Tuberculosis is a bacterial lung disease spread from person to person through germs in the air, usually when a person coughs, speaks or sneezes. Symptoms include fever, weight loss and a chronic cough. Early treatment prevents the progression of the infection and the possibility that it will develop into drug resistant forms of TB.

 

Damir worked illegally in Russia for several months before returning home. A test in Kyrgyzstan confirmed his TB diagnosis, but because the spot on his lung hadn’t increased in size and he still felt fine physically, he refused treatment again. But soon after, pain in the abdomen prompted Damir to seek medical help. The doctor diagnosed him with a liver problem and recommended that he changed his diet. Damir gave up meat and fried foods. Although this temporarily relieved the pain, a few months later he developed a fever and began coughing up blood.

 

A visit to the National Centre of Phthisiology (NCP) in Bishkek revealed that the spot on Damir’s lung had increased in size. Diagnosed with multi-drug resistant TB (MDR-TB) he was admitted to NCP for long-term hospitalization. He began an extensive and complex treatment regimen that involved up to 20 pills a day plus a daily painful injection.

 

The World Health Organization (WHO) estimates that about 26 per cent of TB cases in Kyrgyzstan in 2012 were MDR-TB with 68 per cent of those as retreatments.

 

In 2013, the successful treatment rate of MDR-TB patients increased from 42% to 56% and the positive trend continues in 2014. UNDP-managed Global Fund TB programme in Kyrgyzstan is a big contribution to this positive trend. The programme supports consolidation and expansion of the Directly Observed Treatment, Short-course (DOTS) with a focus on drug resistant forms of TB. Also, as part of the programme, UNDP helped to introduce a new mechanism to provide bonuses to health workers for achieving programme indicators and motivation payments for patients committed to treatment. Moreover, for the last two years, UNDP purchased 1,530 courses of treatment for MDR patients and procured drugs to treat the side effects of anti-TB drugs. For the first time in Kyrgyzstan, third-line treatment drugs were purchased to treat patients with highly drug-resistant TB.

 

Spending almost two years in isolation was difficult and lonely, says Damir. Fortunately, his wife brought home cooked meals to the hospital and relatives helped the family financially. Most importantly, Damir complied with the treatment. For him, the side effects of the medication were minimal and each day he walked or did some form of exercise to keep him sane.

 

“If you have TB, the most important thing is to follow the treatment,” said Damir. “I saw so many patients who didn’t take all their pills because of the side effects or started treatment earlier than I did but stopped because they felt better.
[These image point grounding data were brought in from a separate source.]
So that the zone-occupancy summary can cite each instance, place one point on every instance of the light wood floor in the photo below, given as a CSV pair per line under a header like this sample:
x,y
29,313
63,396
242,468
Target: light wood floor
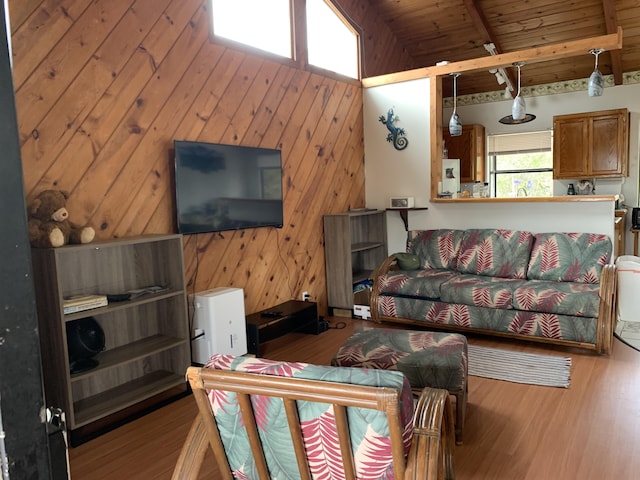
x,y
513,432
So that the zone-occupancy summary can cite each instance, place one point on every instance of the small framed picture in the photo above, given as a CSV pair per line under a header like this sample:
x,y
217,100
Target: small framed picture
x,y
450,175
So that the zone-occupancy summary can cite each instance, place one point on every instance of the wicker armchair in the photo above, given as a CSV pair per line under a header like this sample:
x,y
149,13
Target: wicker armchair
x,y
265,419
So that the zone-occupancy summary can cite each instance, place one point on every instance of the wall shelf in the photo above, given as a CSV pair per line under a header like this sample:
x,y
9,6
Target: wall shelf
x,y
147,345
404,214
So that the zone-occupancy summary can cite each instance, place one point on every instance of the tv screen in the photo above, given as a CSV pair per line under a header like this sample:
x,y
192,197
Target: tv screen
x,y
226,187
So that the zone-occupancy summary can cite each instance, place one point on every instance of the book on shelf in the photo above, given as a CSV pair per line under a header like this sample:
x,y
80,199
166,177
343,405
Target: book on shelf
x,y
80,303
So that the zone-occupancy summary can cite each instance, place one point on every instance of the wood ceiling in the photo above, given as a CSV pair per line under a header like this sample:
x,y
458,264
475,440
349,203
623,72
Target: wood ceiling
x,y
454,30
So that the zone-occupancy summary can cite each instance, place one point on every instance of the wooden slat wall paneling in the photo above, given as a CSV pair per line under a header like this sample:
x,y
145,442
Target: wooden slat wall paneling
x,y
108,86
86,137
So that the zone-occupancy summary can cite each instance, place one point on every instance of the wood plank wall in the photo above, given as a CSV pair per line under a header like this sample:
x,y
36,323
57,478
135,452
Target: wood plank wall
x,y
104,86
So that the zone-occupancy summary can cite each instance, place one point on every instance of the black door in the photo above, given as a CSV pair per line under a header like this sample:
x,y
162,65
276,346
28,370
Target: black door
x,y
25,446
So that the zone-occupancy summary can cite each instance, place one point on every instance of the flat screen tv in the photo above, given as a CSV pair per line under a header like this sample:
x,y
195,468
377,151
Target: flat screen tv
x,y
226,187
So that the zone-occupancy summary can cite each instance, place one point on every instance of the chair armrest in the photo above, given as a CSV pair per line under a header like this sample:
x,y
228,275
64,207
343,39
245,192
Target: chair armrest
x,y
388,264
607,310
432,445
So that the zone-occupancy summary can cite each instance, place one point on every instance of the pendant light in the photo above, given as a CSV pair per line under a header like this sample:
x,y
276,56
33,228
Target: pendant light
x,y
455,125
519,108
596,80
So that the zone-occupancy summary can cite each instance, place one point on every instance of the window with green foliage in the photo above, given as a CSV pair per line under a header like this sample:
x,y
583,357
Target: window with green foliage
x,y
331,42
521,164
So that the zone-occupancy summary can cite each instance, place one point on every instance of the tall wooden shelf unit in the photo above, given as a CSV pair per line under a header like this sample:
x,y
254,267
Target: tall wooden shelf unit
x,y
147,346
355,245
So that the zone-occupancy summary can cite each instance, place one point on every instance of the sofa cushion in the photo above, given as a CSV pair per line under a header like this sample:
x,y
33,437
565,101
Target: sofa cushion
x,y
407,261
569,257
564,298
369,429
414,283
480,291
495,253
535,324
435,248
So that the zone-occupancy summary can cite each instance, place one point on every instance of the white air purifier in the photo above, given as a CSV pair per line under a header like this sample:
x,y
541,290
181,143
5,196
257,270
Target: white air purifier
x,y
219,324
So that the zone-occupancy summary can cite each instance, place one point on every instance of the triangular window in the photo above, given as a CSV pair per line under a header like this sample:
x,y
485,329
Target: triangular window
x,y
331,42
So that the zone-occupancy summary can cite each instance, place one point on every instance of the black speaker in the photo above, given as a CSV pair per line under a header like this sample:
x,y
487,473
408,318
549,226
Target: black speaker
x,y
85,339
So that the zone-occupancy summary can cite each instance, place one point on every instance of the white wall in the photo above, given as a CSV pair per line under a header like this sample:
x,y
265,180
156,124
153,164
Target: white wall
x,y
407,173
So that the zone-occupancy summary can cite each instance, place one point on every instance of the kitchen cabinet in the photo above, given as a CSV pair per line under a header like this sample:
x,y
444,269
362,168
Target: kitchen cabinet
x,y
146,337
355,245
470,149
591,145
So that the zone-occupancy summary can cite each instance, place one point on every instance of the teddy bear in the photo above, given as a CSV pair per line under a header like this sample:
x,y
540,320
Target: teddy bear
x,y
49,224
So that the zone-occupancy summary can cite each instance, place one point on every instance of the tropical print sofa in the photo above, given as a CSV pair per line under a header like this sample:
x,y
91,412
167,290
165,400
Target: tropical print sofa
x,y
551,287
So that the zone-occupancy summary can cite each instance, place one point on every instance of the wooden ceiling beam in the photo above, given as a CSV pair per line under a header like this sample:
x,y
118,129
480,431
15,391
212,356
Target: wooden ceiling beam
x,y
611,22
484,28
543,53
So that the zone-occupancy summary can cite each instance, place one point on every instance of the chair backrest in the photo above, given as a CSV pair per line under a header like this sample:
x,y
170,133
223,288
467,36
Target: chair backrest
x,y
265,419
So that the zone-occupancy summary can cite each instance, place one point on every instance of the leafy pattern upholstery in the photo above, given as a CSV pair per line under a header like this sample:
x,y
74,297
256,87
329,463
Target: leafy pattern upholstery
x,y
548,325
424,283
435,248
428,359
569,257
509,281
564,298
495,253
368,428
480,291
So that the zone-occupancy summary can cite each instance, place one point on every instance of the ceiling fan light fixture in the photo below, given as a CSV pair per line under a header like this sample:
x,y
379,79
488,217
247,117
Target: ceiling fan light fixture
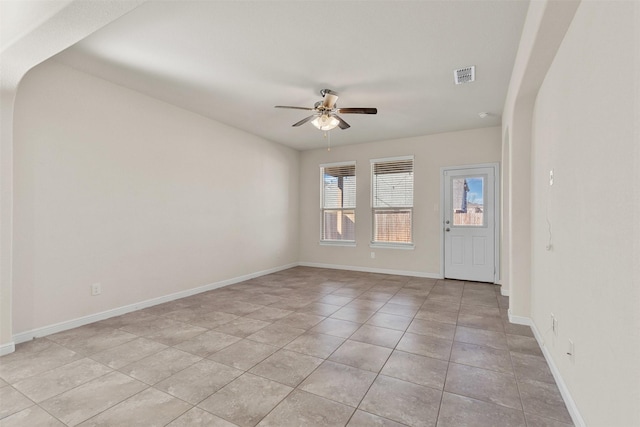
x,y
325,122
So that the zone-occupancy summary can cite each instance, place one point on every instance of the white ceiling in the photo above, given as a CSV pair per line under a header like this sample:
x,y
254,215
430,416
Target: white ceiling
x,y
233,61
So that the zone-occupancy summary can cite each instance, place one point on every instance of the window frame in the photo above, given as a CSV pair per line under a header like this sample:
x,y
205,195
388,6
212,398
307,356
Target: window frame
x,y
388,244
331,242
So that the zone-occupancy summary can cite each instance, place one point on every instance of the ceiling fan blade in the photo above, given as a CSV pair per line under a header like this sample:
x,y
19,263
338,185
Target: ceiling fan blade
x,y
342,124
305,120
358,110
330,98
295,108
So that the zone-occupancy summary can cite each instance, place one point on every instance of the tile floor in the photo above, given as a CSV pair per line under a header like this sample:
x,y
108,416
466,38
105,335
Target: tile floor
x,y
301,347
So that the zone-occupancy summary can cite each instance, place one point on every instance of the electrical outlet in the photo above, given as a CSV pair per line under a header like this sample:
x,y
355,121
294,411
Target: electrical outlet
x,y
96,289
571,351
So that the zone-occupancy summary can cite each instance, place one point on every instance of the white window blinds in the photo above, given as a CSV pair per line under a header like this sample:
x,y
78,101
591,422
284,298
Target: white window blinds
x,y
392,200
338,202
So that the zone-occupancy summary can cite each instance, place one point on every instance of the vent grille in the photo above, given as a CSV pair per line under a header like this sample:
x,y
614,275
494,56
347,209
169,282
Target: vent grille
x,y
464,75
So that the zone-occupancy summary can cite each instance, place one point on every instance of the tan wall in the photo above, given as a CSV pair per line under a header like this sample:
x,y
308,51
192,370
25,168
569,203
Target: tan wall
x,y
145,198
583,129
431,153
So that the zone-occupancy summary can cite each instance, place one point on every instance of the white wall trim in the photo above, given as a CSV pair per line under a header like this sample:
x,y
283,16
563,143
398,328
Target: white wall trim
x,y
85,320
562,386
7,348
372,270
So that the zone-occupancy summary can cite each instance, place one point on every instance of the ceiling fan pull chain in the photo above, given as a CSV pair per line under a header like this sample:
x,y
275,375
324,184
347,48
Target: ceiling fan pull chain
x,y
327,136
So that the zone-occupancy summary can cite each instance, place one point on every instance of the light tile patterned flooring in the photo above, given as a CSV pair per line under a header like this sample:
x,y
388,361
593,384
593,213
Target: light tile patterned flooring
x,y
301,347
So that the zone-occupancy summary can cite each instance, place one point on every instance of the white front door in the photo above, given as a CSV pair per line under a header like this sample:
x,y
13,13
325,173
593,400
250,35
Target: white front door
x,y
469,223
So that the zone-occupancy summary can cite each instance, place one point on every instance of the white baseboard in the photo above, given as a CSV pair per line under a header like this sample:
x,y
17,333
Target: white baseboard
x,y
372,270
85,320
7,348
578,421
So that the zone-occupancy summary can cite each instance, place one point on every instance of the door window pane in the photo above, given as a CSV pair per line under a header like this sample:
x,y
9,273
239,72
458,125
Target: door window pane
x,y
468,201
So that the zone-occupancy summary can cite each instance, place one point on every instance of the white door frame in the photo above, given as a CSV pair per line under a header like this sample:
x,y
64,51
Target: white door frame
x,y
496,210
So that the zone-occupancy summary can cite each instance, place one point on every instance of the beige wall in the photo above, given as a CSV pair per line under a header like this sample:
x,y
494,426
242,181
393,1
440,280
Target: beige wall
x,y
145,198
583,129
431,153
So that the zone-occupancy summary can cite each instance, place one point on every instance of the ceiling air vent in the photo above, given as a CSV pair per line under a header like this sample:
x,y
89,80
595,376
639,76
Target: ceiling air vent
x,y
464,75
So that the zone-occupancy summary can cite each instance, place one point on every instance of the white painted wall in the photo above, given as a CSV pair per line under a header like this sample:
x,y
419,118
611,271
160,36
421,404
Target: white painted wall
x,y
145,198
585,116
431,153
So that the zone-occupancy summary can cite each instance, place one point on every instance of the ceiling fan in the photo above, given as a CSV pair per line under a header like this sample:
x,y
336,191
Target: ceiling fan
x,y
325,115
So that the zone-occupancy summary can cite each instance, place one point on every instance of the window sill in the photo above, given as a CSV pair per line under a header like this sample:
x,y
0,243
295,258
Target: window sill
x,y
337,243
403,246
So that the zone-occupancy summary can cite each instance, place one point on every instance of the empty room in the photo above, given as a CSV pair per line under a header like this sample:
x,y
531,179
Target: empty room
x,y
320,213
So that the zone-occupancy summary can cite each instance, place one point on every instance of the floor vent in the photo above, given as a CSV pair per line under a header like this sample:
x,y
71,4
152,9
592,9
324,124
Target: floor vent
x,y
464,75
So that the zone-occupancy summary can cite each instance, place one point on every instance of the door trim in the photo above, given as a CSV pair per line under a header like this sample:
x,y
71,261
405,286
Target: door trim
x,y
496,209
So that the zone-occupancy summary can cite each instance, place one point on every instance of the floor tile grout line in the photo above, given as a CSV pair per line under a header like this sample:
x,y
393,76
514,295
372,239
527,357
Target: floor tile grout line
x,y
377,311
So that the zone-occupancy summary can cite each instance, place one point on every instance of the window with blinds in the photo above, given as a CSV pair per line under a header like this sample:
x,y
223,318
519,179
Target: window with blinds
x,y
338,202
392,200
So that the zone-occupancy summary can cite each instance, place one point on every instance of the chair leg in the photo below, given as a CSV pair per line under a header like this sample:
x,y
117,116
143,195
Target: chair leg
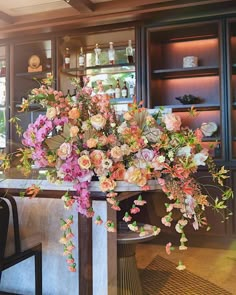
x,y
38,272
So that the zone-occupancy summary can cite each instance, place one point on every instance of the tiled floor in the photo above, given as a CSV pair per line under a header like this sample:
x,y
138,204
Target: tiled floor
x,y
215,265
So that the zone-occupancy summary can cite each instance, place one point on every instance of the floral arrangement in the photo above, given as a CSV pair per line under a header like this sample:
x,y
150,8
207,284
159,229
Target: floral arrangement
x,y
82,137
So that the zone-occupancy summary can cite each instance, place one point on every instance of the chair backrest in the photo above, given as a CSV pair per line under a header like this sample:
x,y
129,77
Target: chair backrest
x,y
4,222
9,206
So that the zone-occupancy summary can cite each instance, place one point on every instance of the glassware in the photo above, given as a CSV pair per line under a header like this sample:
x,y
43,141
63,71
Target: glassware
x,y
111,54
81,58
124,91
130,52
67,58
97,51
117,89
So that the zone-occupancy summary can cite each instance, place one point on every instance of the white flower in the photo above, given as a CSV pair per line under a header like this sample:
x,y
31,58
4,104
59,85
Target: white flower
x,y
122,127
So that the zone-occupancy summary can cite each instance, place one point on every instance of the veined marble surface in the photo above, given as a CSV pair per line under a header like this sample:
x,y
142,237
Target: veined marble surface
x,y
122,186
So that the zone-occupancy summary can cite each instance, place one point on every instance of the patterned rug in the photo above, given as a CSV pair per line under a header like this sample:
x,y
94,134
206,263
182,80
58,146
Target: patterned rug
x,y
162,277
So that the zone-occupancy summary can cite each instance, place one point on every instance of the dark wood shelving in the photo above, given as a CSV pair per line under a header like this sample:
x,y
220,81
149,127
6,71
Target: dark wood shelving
x,y
33,74
187,72
184,107
81,71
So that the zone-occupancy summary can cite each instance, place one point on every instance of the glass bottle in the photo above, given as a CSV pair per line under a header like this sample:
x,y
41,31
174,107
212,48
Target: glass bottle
x,y
67,58
97,51
111,54
81,58
124,91
110,92
132,86
117,89
130,52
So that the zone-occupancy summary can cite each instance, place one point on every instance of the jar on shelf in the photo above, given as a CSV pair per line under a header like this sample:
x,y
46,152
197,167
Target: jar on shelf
x,y
111,54
97,52
130,52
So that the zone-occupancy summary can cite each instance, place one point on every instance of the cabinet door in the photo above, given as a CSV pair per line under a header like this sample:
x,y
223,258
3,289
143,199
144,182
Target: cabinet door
x,y
32,63
184,65
107,58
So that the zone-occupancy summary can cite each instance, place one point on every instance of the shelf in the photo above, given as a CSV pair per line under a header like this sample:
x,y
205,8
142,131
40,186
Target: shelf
x,y
33,74
184,107
110,69
187,72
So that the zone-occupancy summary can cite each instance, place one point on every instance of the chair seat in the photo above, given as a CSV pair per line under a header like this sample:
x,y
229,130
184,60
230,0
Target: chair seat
x,y
26,243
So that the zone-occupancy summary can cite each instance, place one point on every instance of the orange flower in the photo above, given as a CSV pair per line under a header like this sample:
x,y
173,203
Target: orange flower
x,y
74,114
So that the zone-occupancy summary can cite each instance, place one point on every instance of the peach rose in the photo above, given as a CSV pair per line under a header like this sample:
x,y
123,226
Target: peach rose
x,y
96,157
116,152
64,150
98,121
106,184
173,122
84,162
74,131
127,116
51,113
92,143
74,114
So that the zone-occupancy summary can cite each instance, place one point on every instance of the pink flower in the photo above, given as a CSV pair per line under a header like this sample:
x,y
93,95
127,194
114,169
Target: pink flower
x,y
134,210
98,121
168,248
64,150
106,184
84,162
172,122
127,217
Then, I’d see them back at the hospital again.”

 

Following his release from the hospital, Damir continued the treatment at home, including daily clinic visits, for six months. Doctors followed up with all the necessary tests to ensure that the tuberculosis treatment had been successful.

 

In July 2014, doctors gave him the all clear. Only a small scar remains on his lungs. Happy to be reunited with his family and working again, Damir says that for the time being he’ll remain in Kyrgyzstan.